The Energy Department has until Friday to tell the Washington state Department of Ecology when the agency plans to close four single-shell tanks at the Hanford Site near Richland, Wash.
The schedule due to the state at the close of the week includes closure dates for tanks C-201, C-202, C-203, and C-204: four of the 16 single-shell tanks in Hanford’s C Farm that were were once filled with liquid waste left over from Cold War-era plutonium production.
DOE and its contractors have already drained these tanks to the levels specified in the Tri-Party Agreement that governs Hanford cleanup and now must close the tanks either by removing them from the site or filling them with cement to prevent what waste remains inside from leaking out.

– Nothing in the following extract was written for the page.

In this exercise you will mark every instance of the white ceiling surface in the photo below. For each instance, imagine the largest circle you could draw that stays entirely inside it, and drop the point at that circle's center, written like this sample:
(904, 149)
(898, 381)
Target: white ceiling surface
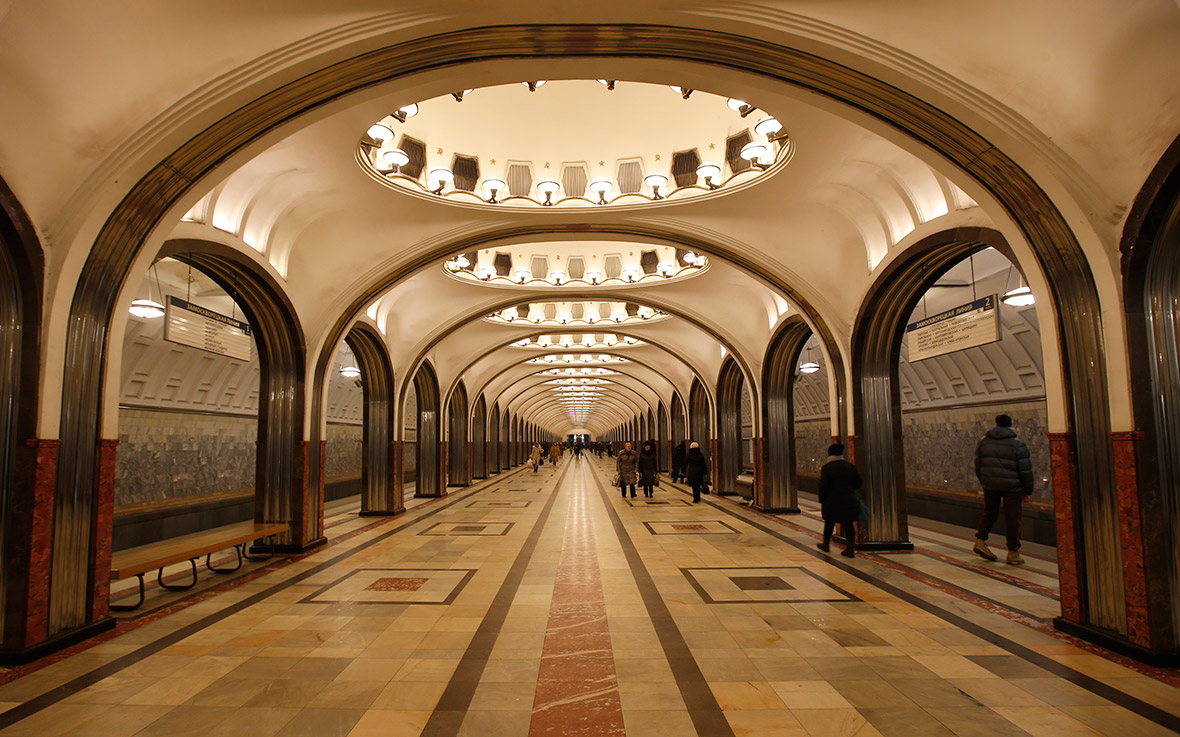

Tanks 201 through 204 are the first of the 16 C Tank farms slated for closure, according to a late-November regulatory filing from DOE. All 16 tanks were once supposed to be closed by 2019, but the agency and Ecology agreed to a delay last year.
In total, there are 149 single-shell tanks at Hanford and 28 double-shell tanks. Pumpable liquids have been removed from leak-prone single-shell tanks, but the majority have not been emptied of sludge.
All told, the tank farms contain more than 55 million gallons of liquid waste that will eventually be turned into more easily storable glass canisters in the Waste Treatment Plant Bechtel National is building at Hanford. The plant must start treating the site’s briny, low-activity waste by 2023 and its sludgy, high-level waste by 2036, a federal judge ruled last year.